Article 18 in addition to performing the above duties, independent directors shall also express independent opinions on the following major matters:
(I) the legitimacy and fairness of the meetings of the previous board of directors in that year;
(II) the fairness of the resolutions of the previous board of directors in that year;
(III) whether the decisions of the company’s previous general meetings of shareholders are conducive to the overall interests of all shareholders and damage the rights and interests of minority shareholders in that year;
(IV) nomination, appointment and removal of directors;
(V) appoint or dismiss senior managers;
(VI) remuneration of directors and senior managers of the company;
(VII) the company’s shareholders, actual controllers and their affiliated enterprises’ existing or new loans or other capital transactions with a total amount of more than 3 million yuan or more than 5% of the company’s recently audited net asset value, and whether the company has taken effective measures to recover the arrears (including this amount); (VIII) matters that independent directors believe may damage the rights and interests of minority shareholders;
(IX) other matters stipulated by laws, administrative regulations, CSRC and the articles of association.
Article 19 independent directors shall express one of the following opinions on the above matters:
(I) consent;
(II) reservations and their reasons;
(III) objections and their reasons;
(IV) inability to express opinions and its obstacles.
Article 20 if the relevant matters need to be disclosed, the company shall announce the opinions of the independent directors. If the independent directors have different opinions and can not reach an agreement, the board of directors shall disclose the opinions of each independent director separately.
Article 21 independent directors have the obligation of integrity and diligence to the company and all shareholders. Independent directors shall earnestly perform their duties in accordance with the requirements of relevant laws and regulations and the articles of association, safeguard the overall interests of the company, and pay special attention to the legitimate rights and interests of minority shareholders. Independent directors shall perform their duties independently and shall not be affected by the company’s major shareholders, actual controllers, or other units or individuals with an interest in the company.

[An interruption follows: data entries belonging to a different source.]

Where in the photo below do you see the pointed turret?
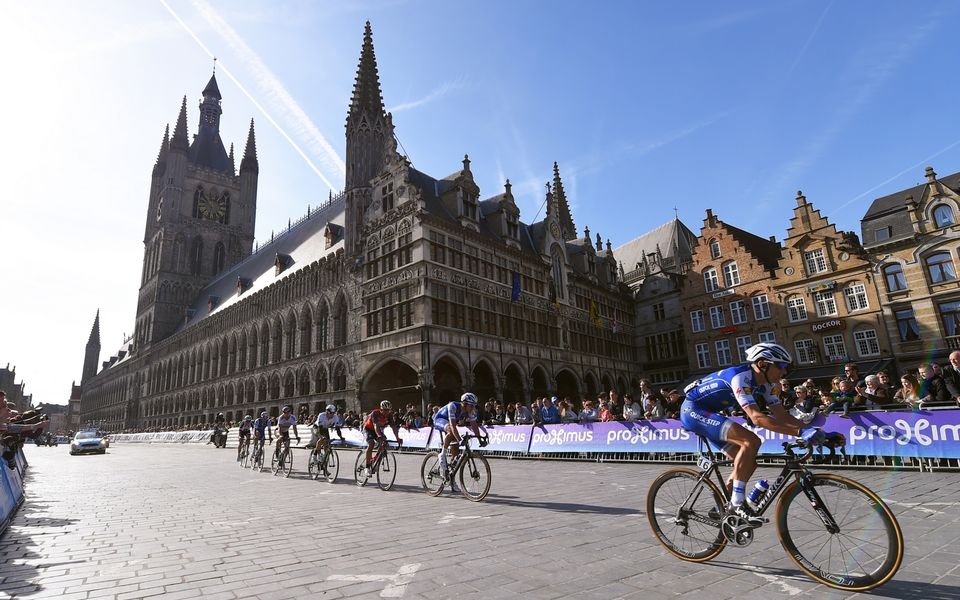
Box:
[350,21,386,118]
[80,309,100,387]
[240,119,260,174]
[170,96,190,151]
[153,123,170,174]
[553,162,577,240]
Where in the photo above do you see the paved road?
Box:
[0,444,960,600]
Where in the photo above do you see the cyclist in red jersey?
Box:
[363,400,400,477]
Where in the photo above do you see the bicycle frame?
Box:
[680,437,840,533]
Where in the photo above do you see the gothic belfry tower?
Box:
[133,74,260,351]
[344,21,397,254]
[80,310,100,388]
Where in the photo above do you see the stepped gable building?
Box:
[680,208,783,374]
[860,167,960,372]
[773,192,893,380]
[613,219,697,389]
[82,23,634,429]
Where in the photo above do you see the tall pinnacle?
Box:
[350,21,385,118]
[240,119,260,174]
[87,308,100,348]
[553,162,577,240]
[170,96,190,150]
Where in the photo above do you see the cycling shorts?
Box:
[680,400,737,452]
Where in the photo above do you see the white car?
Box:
[70,429,108,455]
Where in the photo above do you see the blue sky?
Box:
[0,0,960,403]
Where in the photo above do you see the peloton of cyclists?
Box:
[275,406,300,455]
[433,392,487,470]
[680,342,840,527]
[363,400,402,477]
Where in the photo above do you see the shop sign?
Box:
[810,319,846,333]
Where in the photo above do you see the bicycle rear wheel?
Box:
[460,453,493,502]
[377,450,397,491]
[777,473,903,592]
[353,450,367,487]
[320,448,340,483]
[420,450,447,496]
[647,468,727,562]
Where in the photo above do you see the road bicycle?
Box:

Chapter V working conditions of independent directors
Article 22 the company shall ensure that independent directors enjoy the same right to know as other directors. For matters that need to be decided by the board of directors, the company must notify the independent directors in advance according to the legal time and provide sufficient information at the same time. If the independent directors think the information is insufficient, they can ask for supplement. When two or more independent directors consider that the information is insufficient or the argument is unclear, they can jointly submit a written proposal to the board of directors to postpone the convening of the meeting of the board of directors or postpone the consideration of the matter, which shall be adopted by the board of directors.
Article 23 the company shall provide the working conditions necessary for independent directors to perform their duties. The Secretary of the board of directors of the company shall actively assist the independent directors in performing their duties, such as introducing the situation, providing materials, etc. If the independent opinions, proposals and written explanations issued by independent directors should be announced, the Secretary of the board of directors shall handle the announcement at the stock exchange in time.
Article 24 when independent directors exercise their functions and powers, relevant personnel of the company shall actively cooperate, and shall not refuse, hinder or conceal, or interfere with their independent exercise of functions and powers.